Intervention de Bernard Cazeneuve

Séance en hémicycle du 15 septembre 2014 à 17h00
Lutte contre le terrorisme — Présentation

Bernard Cazeneuve, ministre de l’intérieur :

Comme cela est déjà admis aujourd’hui dans le cadre de procédures d’expulsion, le dossier pourra comprendre des notes blanches réalisées à partir du travail des services de renseignement. Le contrôle juridictionnel s’attachera aux seuls éléments figurant dans ce dossier, déclassifiés, qui seront soumis au contradictoire. L’administration ne pourra se prévaloir devant le juge d’éléments classifiés qu’elle garderait par devers elle. Voilà quel est l’état du droit, qui est très différent de ce que j’ai pu lire. Il ne saurait donc être question d’un avocat alibi, sauf à soutenir que l’assistance d’un avocat est toujours inutile devant une administration accusée d’être arbitraire par nature.

Enfin, la décision sera prise pour une durée limitée à six mois, renouvelable seulement si les conditions le justifient ; bien entendu, cet éventuel renouvellement sera décidé au terme d’une procédure elle aussi contradictoire et pourra faire l’objet d’un même recours. Tout au long de la procédure, les garanties seront donc aussi fortes que dans le cas d’un contrôle par le juge judiciaire.

J’ai lu ensuite, ici ou là, que le blocage administratif des sites constituait une atteinte à la liberté d’expression. C’est faux. Cette mesure ne crée pas un délit d’opinion ; elle vise de façon limitative les contenus diffusés par des individus ou des groupes terroristes faisant par le biais d’Internet la publicité de leurs exactions – comme vous le savez, des images d’exécutions et de crucifixions circulent sur le Net –, proposant des moyens de rejoindre le théâtre des opérations ou fournissant des conseils techniques pour commettre des attentats. Imaginez que de telles manoeuvres aient lieu sur la voie publique : elles seraient naturellement interdites et feraient aussitôt l’objet de mesures coercitives.

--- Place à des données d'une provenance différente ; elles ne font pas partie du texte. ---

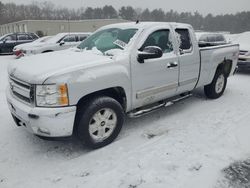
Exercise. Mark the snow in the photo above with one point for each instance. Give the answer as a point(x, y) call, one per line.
point(243, 39)
point(186, 145)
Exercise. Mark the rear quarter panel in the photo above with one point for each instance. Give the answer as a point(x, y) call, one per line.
point(211, 57)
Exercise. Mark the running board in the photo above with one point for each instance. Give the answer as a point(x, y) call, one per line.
point(143, 111)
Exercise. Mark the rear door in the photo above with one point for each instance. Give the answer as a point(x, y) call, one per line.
point(189, 61)
point(154, 79)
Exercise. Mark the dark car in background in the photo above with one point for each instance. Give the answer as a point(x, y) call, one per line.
point(9, 41)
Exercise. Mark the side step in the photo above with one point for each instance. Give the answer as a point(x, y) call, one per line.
point(151, 108)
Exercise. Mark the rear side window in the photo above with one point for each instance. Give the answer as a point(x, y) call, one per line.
point(22, 37)
point(160, 38)
point(220, 38)
point(184, 40)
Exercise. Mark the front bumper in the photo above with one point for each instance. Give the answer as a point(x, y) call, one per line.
point(46, 122)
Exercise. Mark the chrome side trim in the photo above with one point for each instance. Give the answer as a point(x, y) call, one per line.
point(186, 82)
point(155, 90)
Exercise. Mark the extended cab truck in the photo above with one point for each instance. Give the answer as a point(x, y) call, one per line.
point(121, 69)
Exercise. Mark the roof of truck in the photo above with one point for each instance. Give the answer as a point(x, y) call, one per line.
point(143, 25)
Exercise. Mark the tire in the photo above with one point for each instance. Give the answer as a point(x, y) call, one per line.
point(99, 121)
point(218, 85)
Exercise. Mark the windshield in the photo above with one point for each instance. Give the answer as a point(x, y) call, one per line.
point(108, 39)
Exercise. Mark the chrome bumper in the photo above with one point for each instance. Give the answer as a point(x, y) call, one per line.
point(47, 122)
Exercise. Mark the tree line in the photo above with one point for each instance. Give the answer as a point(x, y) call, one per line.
point(234, 23)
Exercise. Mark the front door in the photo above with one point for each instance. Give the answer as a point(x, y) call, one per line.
point(155, 79)
point(189, 61)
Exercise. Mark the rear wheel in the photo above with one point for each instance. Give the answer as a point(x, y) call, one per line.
point(99, 121)
point(218, 85)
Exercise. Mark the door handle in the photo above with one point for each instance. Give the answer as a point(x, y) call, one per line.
point(172, 64)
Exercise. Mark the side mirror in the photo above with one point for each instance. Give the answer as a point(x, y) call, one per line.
point(149, 52)
point(61, 43)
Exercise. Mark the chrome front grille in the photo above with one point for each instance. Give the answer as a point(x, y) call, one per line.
point(22, 90)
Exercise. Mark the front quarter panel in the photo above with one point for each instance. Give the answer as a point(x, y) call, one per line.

Il n’est pas de raison de les tolérer davantage sur Internet.

Avons-nous l’obligation de nous lier les mains, de faire le jeu de criminels qui ont depuis longtemps perçu nos faiblesses ? Devons-nous, comme certains le préconisent, nous résigner à attendre qu’une hypothétique autorégulation des réseaux, nouvelle main invisible des tenants de l’impuissance volontaire, fasse son oeuvre ? Je ne le crois pas.